First, thanks for the new release, looking forward to using some of the new functionality.
I downloaded the precompiled release for windows, and all works much as expected apart from my MSVC 2015 compiled app now has an dependency on TbbMalloc.dll, I've verified this with depends.exe.
I've traced this back to my use of:
If you reduce the example for covariance_batch that to just that line and run depends on the exe you can see the dependency. The Naïve_Bayes_dense_batch example also shows this.
Unfortunately I currently have to run as sequential without tbb (linking with daal_core.lib;daal_sequential.lib) as I suspect tbb might clash with our threading library.
Is there anyway I can avoid the dependency, or is it intended?
It appears to happen when you use any code that uses:
Seems to fit the pattern ok at the moment, currently building the source so let me know if you want me to try anything.
Yes, TBB memory allocator is used in both serial and parallel versions of the library.
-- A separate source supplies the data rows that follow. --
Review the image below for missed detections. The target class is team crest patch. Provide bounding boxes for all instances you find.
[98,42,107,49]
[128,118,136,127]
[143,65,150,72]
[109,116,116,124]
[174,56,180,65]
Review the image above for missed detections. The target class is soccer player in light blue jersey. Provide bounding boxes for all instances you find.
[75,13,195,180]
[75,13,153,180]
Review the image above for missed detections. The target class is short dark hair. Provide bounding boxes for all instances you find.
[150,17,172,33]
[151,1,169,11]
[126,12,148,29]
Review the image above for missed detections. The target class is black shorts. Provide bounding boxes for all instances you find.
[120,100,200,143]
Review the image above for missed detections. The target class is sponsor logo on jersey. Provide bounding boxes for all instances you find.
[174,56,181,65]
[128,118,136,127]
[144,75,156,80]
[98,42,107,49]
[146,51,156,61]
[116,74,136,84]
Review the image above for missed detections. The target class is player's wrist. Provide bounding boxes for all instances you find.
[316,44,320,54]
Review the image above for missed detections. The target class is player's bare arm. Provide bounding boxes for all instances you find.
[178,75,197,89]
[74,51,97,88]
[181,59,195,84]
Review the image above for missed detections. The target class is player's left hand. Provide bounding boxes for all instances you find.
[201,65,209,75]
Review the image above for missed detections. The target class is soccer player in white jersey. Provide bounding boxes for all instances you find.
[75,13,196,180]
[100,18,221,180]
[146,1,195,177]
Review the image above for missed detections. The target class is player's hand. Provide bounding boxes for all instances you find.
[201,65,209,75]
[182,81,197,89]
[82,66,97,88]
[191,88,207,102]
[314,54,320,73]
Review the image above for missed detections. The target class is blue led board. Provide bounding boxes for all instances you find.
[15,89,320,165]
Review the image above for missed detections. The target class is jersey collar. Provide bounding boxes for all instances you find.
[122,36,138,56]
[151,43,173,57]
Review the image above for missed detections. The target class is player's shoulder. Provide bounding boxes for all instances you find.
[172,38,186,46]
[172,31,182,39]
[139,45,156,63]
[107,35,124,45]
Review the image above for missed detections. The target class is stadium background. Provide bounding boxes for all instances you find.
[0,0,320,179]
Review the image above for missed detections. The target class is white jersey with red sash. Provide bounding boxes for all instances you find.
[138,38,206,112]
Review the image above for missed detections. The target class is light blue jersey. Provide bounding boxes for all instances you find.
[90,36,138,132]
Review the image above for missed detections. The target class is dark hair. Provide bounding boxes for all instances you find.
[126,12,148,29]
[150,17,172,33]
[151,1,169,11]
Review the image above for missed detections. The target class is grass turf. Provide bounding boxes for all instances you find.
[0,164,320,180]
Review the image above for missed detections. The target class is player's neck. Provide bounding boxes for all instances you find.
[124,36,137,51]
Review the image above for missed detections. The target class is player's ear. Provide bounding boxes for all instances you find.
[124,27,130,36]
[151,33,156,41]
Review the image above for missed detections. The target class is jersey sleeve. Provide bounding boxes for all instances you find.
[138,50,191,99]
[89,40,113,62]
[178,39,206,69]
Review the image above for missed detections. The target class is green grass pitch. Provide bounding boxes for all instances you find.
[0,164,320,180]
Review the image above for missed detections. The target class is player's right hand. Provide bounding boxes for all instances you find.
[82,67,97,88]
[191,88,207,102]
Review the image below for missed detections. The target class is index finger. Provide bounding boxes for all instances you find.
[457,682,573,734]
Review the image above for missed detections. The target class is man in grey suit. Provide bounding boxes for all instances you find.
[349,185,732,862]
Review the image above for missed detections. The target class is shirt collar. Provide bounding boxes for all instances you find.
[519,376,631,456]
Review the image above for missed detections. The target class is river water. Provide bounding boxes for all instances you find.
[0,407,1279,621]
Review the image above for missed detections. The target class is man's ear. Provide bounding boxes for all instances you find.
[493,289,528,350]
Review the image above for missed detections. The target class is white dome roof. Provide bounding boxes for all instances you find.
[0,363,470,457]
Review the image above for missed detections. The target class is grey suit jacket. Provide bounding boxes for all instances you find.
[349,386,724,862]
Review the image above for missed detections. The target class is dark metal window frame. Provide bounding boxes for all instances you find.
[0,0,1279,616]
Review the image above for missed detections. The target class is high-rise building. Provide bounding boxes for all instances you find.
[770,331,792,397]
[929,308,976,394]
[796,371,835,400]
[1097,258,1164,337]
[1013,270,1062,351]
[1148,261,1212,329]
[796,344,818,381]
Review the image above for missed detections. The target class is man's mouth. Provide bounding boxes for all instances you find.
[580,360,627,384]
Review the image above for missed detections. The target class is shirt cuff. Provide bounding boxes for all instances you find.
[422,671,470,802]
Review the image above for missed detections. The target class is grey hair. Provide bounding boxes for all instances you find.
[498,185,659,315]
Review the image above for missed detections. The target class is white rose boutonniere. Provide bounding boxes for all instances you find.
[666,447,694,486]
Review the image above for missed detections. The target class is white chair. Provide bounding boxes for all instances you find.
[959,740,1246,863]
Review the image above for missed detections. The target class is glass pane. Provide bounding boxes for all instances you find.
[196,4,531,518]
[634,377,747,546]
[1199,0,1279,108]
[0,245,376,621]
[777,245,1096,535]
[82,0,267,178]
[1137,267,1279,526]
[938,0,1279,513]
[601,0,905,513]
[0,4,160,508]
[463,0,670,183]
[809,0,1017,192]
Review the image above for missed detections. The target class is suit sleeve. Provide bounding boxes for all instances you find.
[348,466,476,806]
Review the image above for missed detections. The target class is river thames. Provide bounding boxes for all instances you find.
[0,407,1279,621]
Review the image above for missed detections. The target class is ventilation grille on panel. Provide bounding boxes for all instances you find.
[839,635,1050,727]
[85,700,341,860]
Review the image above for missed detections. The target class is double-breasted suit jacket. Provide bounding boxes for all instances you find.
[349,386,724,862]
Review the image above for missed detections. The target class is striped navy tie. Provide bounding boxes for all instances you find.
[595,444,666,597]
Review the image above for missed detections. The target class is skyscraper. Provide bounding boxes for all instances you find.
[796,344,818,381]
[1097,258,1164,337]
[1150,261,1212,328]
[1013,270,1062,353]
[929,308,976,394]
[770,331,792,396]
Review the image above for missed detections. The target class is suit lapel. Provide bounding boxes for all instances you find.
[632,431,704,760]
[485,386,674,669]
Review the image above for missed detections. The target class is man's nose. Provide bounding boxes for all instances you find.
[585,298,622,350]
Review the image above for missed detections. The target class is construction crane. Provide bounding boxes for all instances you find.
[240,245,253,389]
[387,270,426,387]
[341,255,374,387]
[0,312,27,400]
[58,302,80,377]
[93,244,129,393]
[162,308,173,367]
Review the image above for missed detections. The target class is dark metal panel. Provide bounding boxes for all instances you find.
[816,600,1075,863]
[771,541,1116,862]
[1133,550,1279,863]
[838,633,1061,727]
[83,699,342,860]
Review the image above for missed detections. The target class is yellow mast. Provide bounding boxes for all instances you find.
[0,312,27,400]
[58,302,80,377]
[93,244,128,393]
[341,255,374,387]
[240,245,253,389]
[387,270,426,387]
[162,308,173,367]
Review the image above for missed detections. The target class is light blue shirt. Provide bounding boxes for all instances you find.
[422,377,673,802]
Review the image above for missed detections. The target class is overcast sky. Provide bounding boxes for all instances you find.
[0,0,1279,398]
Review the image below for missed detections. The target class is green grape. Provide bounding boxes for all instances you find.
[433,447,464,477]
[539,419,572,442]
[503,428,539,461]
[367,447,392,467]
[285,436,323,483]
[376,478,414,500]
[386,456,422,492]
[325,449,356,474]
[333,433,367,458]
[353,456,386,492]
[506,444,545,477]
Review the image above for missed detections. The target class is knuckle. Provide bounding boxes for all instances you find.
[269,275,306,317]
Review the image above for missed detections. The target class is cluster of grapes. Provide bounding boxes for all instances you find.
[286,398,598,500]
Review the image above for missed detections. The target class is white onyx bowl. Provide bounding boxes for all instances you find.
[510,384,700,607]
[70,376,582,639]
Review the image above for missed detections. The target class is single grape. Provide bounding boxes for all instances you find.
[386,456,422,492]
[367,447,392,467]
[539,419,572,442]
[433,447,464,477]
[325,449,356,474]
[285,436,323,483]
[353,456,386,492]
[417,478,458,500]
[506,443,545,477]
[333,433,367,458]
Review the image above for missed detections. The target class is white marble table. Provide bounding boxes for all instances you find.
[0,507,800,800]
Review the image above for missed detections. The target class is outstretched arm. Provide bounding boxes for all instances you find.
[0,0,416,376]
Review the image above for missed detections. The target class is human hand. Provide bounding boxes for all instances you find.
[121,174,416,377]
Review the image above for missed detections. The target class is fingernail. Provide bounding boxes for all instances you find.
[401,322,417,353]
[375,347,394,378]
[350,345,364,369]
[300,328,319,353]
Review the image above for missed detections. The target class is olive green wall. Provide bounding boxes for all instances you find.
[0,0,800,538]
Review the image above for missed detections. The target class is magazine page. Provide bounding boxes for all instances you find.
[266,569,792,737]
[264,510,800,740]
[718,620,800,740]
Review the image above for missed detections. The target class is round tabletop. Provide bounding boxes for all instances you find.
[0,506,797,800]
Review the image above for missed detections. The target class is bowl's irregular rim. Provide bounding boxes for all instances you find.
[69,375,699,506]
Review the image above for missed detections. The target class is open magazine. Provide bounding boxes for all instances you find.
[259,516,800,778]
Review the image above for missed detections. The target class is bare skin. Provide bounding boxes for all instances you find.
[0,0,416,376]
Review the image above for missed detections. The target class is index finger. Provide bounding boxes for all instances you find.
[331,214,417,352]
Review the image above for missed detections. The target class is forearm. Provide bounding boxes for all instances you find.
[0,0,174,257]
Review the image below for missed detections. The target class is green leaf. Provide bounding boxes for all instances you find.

We will analyze how to address this dependence for serial case in the future releases. Does this dependence prevent you from use of the library in your environment?
It doesn't necessarily stop us. It's unfortunate as it means deploying that dll to all developers and updating our install scripts, but that's just work.
I'm technically more concerned about dragging another memory manager into our process, we do tend to manage memory fairly aggressively as we have a few algorithms that take up huge amounts of ram. Having a separate memory manager in there might end up with contention between the two for a limited resource that might not end well for either of them.
Do you have any details about what tbbmalloc actually does? I'm guessing fast concurrent heap management, but does it do anything like pre-allocating large heaps? We run x64 so its not too important if we lose a bit of address space but we would be in trouble if say it locked in large chunks of ram.
The TBB memory allocator may request up-to 4M buffers via VirtualAlloc and use these buffers to allocate and re-use chunks of this memory.
BTW you can try to use TBB memory allocator in your code and switch to it and keep one memory manager in case you find it usefull:)
Intel TBB developer
Ha, yeah didn't consider using it for everything else - might be an option :)
Looks like I have the go ahead from here to include it so I'll just go with it.
Thanks for your help
To add to Vladimir's reply. To maximize data locality and get better performance we allocate the buffers to store intermediate computation results inside of the algorithms. Typically, the buffer size depends on the algorithm and/or problem dimensions and can be either fixed or, say, the multiple of number of features in the input dataset. Few algorithms, however, such as LogitBoost may require internal buffers of the size multiple to number of feature vectors.
Please let us know, if it helps address your questions.
Yeah, although, given the tbb prefix, I guessing that it's optimal when going multi-threaded, and we're not currently (although we do call separate daal functions concurrently, notably covariance.)
We currently use the ms concurrency runtime, I don't suppose you have any experience of anyone mixing tbb and Concrt? And yes I know we could make everything tbb, but I don't think I'd get away with that ;)
Since you use sequential DAAL you don't mix concrt and tbb. TBB allocator uses TBB atomics or might use some containers but does not use the TBB scheduler so there is no TBB thread pool.
BTW to try to play with sticking to one (TBB) allocator you can try automatic memory manager replacement: https://software.intel.com/en-us/node/506098.
Understood, tbbmalloc is separate to tbb. I was really asking if you knew of any potential problems with mixing tbb (if we used multi-threaded DAAL) and MS Concurrency Runtime. I understand completely if you have no experience of this, as why would you!
ah, I see threaded DAAL with your app threaded by concrt. There should not be correctness problem but there might be perfromance impact in case you run threaded daal from concert thread pool execution.